Федякин документы убитого бойца взял, в одном полку служили. Почти прорвался к своим в числе немногих, но ранило. Так бы истёк кровью. Да в немецкий полк приехал представитель абвера, набирать русских военнопленных для диверсионной школы. Так и попал сначала в госпиталь, оттуда в спецшколу. Учился прилежно. Даже мыслишку вынашивал – как забросят, так сразу пойти в НКВД и сдаться. Да смалодушничал, мол, ранен был, не соображал, что делал, когда согласие на сотрудничество дал. Не знал тогда о коварстве и жестокости немцев. Была в абвере задумка – ставить на фронтовиков-инвалидов. Например – было ранение в ногу, вполне пролечить можно было. Но хирург ногу ампутировал. Расчёт иезуитский – жалостлив советский народ к инвалидам. Копеечку подаст, документы лишний раз милиционер проверять не будет, коли на груди одинокая медаль висит.
А как забросили с заданием, струхнул в органы идти. Задание не выполнил, магнитные мины в лесу закопал. Эти мины предназначались для диверсии на железной дороге. Потом немцы Крым оккупировали. Боялся лишний раз на улицу выйти. И всё равно попался. Вышел на улицу и попал на облаву. Гестапо к парню призывного возраста интерес проявило – не советский ли разведчик? Пришлось сказать, что был заброшен абвером, выполнил задание, но линию фронта перейти не смог. Назвал номер школы и фамилию командира, свой псевдоним. Уже через два дня приехал абверовец, из подвала гестапо вывел. И дал новое задание и документы. Теперь он должен был осесть на Кубани, рядом с аэродромом и в одну из ночей заложить мины к топливным цистернам.

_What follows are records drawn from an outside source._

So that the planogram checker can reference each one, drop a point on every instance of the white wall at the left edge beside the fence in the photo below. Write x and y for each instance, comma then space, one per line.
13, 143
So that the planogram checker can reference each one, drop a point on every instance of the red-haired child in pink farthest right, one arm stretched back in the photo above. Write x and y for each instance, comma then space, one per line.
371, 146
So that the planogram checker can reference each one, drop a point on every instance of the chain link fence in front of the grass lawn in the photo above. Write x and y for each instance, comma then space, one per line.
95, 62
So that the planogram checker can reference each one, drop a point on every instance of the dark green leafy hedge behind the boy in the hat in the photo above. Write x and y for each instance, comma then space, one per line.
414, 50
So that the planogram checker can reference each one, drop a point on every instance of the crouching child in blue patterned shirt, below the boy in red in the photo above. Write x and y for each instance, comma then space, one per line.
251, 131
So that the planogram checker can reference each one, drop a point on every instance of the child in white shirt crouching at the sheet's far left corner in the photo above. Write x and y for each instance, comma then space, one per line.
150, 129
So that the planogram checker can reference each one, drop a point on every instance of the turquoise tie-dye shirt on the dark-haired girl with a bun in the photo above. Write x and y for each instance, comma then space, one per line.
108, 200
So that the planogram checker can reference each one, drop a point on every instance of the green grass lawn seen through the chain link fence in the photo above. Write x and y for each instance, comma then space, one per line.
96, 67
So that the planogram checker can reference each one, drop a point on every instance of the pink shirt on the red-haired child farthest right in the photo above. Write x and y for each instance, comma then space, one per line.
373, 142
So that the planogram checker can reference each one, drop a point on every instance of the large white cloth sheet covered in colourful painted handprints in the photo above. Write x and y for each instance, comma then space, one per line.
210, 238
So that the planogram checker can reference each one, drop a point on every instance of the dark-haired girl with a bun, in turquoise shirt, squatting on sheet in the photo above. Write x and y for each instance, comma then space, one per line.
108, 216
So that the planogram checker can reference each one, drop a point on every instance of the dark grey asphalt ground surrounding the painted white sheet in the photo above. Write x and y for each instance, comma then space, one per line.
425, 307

Кубань в сорок третьем году почти вся под немецким сапогом была, только юго-восточные районы и часть побережья оккупировать не удалось.
– Мины заложил?
– Не удалось, охрана бдительная.
– Куда мины дел?
– В реку, как увидел, что немцы драпают.
– Не больно-то много показаний. Трибунал не примет их за чистосердечное признание.
Видно было, что колебался Федякин. Знает что-то, но скрывает.
– Говори уже всё.
И Федякина как прорвало, лёгкий толчок требовался. Несколько дней назад он встретил в Симферополе однокурсника по разведшколе. Тот сначала сделал вид, что не узнал, а сам следовал за Федякиным. В глухом переулке нагнал.
– Какими судьбами?
– Как и ты.
– Ты на рации хорошо работаешь?
– Девяносто знаков, я же не радист, а диверсант.

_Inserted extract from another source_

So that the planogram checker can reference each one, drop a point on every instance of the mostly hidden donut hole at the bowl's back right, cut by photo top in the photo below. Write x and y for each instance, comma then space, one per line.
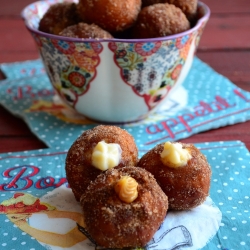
189, 7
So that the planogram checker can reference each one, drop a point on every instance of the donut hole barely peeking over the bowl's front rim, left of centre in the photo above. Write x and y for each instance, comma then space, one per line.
84, 30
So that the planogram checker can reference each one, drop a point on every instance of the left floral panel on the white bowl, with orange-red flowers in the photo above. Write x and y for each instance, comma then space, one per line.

– Знаю. Радист в облаву попал. Сейчас в НКВД сидит. Не знаю, расколется или нет. А информация важная.
– А сам?
– Я только включить – выключить могу да антенну повесить.

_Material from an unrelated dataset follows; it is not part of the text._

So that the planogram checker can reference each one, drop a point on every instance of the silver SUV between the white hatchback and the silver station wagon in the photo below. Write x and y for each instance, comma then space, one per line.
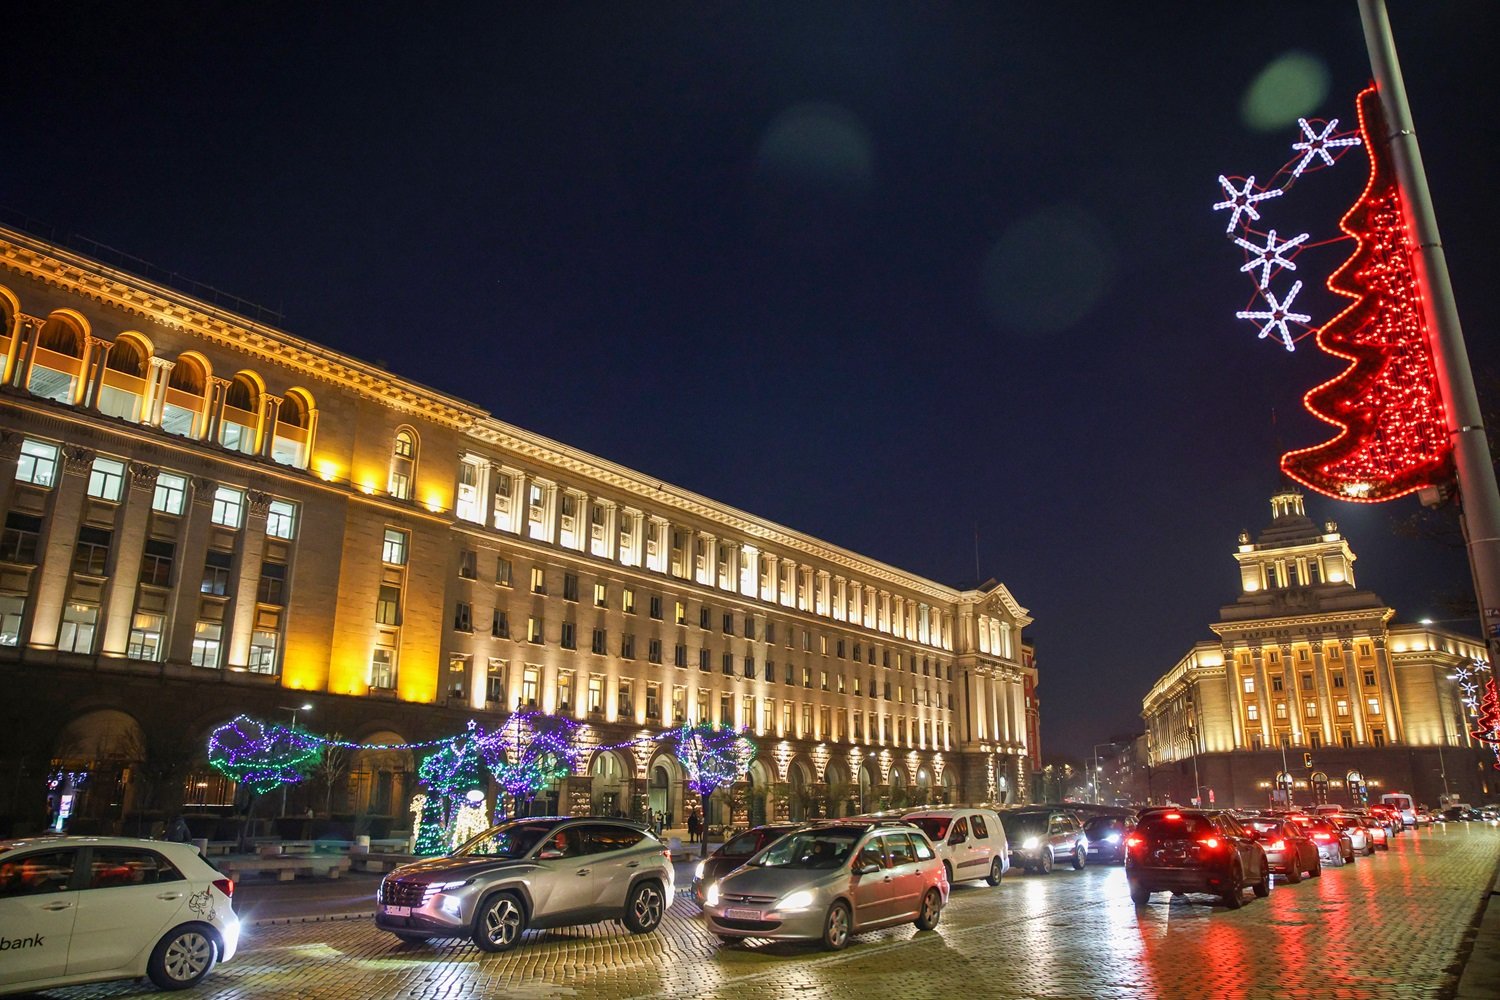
539, 872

– Группы-то разные, зачем мне твои проблемы?
Всё же выходить в эфир пришлось. В центре сразу признали его «почерк», он у каждого индивидуален. В конце точку не поставил, как положено при передаче под контролем. Радиограмма шифрованная, о чём сообщал – не знал. Шифрокнига только у фигуранта. Кстати, его полное имя-отчество – Лазуткин Илья Михайлович. Под каким именем скрывается – не знает, как и адрес. Он свёл его с ещё одним предателем, который удачно устроился в военный комиссариат. На первых порах в военкоматах был только один военнослужащий – сам военком, как правило, из числа годных к нестроевой службе, остальные – вольнонаёмные. Как раз он и был начальником команды на вокзале, к кому обратился Андрей. Стало быть – тот же Лазуткин уже в курсе, что Федякин арестован. Времени у него было более двух суток, при желании можно уехать хоть в Архангельск, хоть в Свердловск. Но всё же Андрей прервал допрос, с двумя бойцами конвойного взвода отправился в военкомат. Для начала спросил военкома – все ли сотрудники на местах?